Retail in real time: https://graphics.reuters.com/USA-ECONOMY/REOPEN/xegvbjdrnvq/chart.png
That still is far above restaurant activity nationally: Data from reservation site OpenTable https://www.opentable.com/state-of-industry show the numbers of seated diners remain about 50% below last year.
But it is evidence of what Gregory Daco, chief U.S. economist with Oxford Economics, deemed a “stuck-in-the-mud” recovery that, at the national level, is never fully clear of the weight of the virus on confidence and activity, and now faces the loss of government spending support that had boosted personal incomes over the summer.
Talks between the White House and the leadership of the Democratic-led U.S. House of Representatives over another pandemic aid package collapsed this week, dimming hopes that ailing businesses and households would get fresh stimulus soon.
An Oxford http://blog.oxfordeconomics.com/topic/recovery-tracker recovery index fell this week and has remained stuck at around 20% below the pre-pandemic level.
Oxford Economics Recovery Index: https://graphics.reuters.com/USA-ECONOMY/OXFORDINDEX/yzdvxqzmkpx/chart.png
Retail traffic data from Safegraph https://www.safegraph.com/dashboard/covid19-commerce-patterns also fell slightly this week, while new claims for unemployment insurance for the week ended Oct. 3, at 840,000, showed little change from the week before.
That’s a discouraging sign to economists comparing the economy’s not-inconsequential improvement in some areas with the massive gap still left in the labor market.
Some industries like housing and manufacturing continue to rebound, and estimates of U.S. gross domestic product have generally moved higher. A New York Fed https://www.newyorkfed.org/research/policy/weekly-economic-index#/interactive estimate of GDP growth for the next 12 months for example continues to rise, from a low that showed the economy shrinking 11.5% given conditions as of late April, to a decline of less than 4.2% given current conditions.
NY Fed Weekly Economic Index: https://graphics.reuters.com/USA-ECONOMY/WEI/azgpoagodpd/chart.png
But improvement in the job market seems turgid, with the pain falling heaviest on low-income families who are also coping with the loss of federal unemployment benefits.

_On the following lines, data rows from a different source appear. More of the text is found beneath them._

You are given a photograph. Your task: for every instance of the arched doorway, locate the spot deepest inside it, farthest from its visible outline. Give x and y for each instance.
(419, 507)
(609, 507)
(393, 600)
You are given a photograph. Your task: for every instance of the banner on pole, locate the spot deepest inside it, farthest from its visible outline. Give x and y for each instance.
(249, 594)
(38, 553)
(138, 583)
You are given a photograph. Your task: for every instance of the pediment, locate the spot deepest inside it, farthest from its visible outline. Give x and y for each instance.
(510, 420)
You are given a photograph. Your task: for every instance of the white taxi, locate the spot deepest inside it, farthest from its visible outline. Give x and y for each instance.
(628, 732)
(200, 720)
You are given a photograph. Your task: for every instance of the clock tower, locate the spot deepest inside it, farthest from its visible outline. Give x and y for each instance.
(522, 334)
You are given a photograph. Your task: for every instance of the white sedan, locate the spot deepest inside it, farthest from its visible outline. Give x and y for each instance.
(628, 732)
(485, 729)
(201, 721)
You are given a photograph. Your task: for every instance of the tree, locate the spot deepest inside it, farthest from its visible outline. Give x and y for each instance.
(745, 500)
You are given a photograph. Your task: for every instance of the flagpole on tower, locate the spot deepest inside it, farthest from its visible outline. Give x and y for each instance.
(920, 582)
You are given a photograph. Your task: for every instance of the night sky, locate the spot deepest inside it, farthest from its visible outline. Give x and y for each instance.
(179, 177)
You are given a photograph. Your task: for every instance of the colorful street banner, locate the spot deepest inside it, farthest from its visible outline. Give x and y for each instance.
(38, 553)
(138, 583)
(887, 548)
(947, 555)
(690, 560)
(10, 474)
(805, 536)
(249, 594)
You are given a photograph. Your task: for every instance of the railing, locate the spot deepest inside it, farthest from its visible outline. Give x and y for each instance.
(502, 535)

The cooler months, JPMorgan economist Jesse Edgerton noted, will pose “difficult choices” between moving activities like restaurant dining back indoors and risking new viral spread, or cutting them out and slowing the recovery.
In the scenarios economists are now using to frame their forecasts, the combination of persistent disease and declining government support adds up to the bad one.
“How the virus plays out, how policy plays out … There’s a downside risk scenario that the improvement stalls out,” with the unemployment rate lodged at around 8%, roughly where it is now, said Karen Dynan, a Harvard University economics professor and senior fellow at the Washington-based Peterson Institute for International Economics.
“If we don’t get much more fiscal stimulus, don’t have a safe vaccine, damage from business failures and the scarring of households that have suffered – that is where we end up.”